Après plusieurs mois d’un travail acharné, le spectacle fut créé en 1944 à l’Adelphi Theatre de New York et fut très bien accueilli par le public et la critique. L’œuvre sera reprise régulièrement, et son succès ne s’est jamais démenti, même aujourd’hui, plus de soixante ans après sa création.
Il faut dire que son écriture musicale est très novatrice, mêlant à la fois jazz et chansons populaires, et que la danse y occupe une place prépondérante, Jerome Robbins oblige. De plus, son argument, racontant une journée passée à New York par trois marins en permission à la recherche de bonnes amies complaisantes, le tout sur fond de deuxième guerre mondiale (nous sommes en 1944), possède un charme indiscutable. A la fois légère, drôle et pétillante, l’œuvre n’est pas exempte de gravité dans son évocation de ces « amours d’un jour » vécus par les marins. Amours de guerre aussi, comme on pouvait les connaître à l’époque, où rien n’était sûr et devenait susceptible d’être remis en jeu à chaque instant. C’est aussi le thème d’un autre film célèbre, anglais celui-là, « Brève rencontre » (1945) de David Lean.
A la fin de l’histoire, alors que nos trois compères réembarquent in extremis sur leur navire, trois nouveaux jeunes marins arrivent à leur tour, prêts à croquer la ville à belles dents, sorte de mise en abyme de la tragi-comédie de la vie. Urgence du plaisir et de la découverte, tour à tour déclaration d’amour à New York et sensation aigüe du temps qui passe et des choses qui se terminent, – à ce titre la chanson très nostalgique « Some other time », est exemplaire – ce chef d’œuvre doux-amer vaut vraiment le détour. D’autant plus que des trois productions d’œuvres de Bernstein présentées par le Châtelet, c’est cette dernière qui nous a semblé la plus aboutie.

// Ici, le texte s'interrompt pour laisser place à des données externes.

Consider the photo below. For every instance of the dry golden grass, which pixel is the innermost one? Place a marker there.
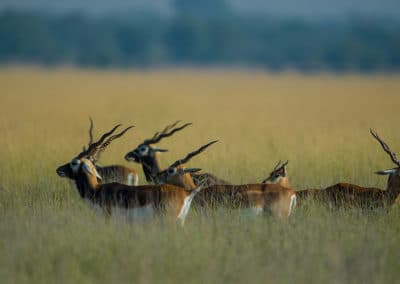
(319, 122)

Le savoir-faire de l’English National Opera y est certes pour quelque chose, car outre Manche, la tradition du « musical » est solidement ancrée, bien plus qu’en France : décors ingénieux et efficaces, costumes inventifs et très colorés, éclairages raffinés, professionnalisme absolu de la troupe et des solistes originaires d’Australie, des Etats Unis et d’Angleterre, qui savent danser, chanter et jouer la comédie avec chaleur, tonus et virtuosité, tous sont formidables. Mention spéciale cependant aux trois marins hâbleurs et un peu naïfs : Tim Owar, Adam Garcia et Joshua Dallas, à leurs conquêtes au caractère bien trempé : Sarah Soetaert, Caroline O’ Connor et Lucy Schaufer, à la fois hilarantes et touchantes. Et puis à des figures hautes en couleurs : la prof de chant plutôt portée sur la bouteille de Sheila Reid, l’extraordinaire numéro de cabaret d’Alison Jiear et … et last but not least la désopilante prestation de Jonathan Best en Juge Pitkin W. Bridgework, qui ponctue toujours d’un « Je comprends, je comprends » les diverses infidélités de sa fiancée Claire de Loone (Lucy Schaufer), jusqu’au jour où il ne veut plus rien comprendre du tout. Ajoutons que cet artiste, qui par ailleurs chante Leporello et don Alfonso, possède sans conteste la plus belle voix lyrique de toute la distribution.
Un spectacle à recommander en cette période de fêtes par ailleurs un peu morose et à consommer sans aucune modération.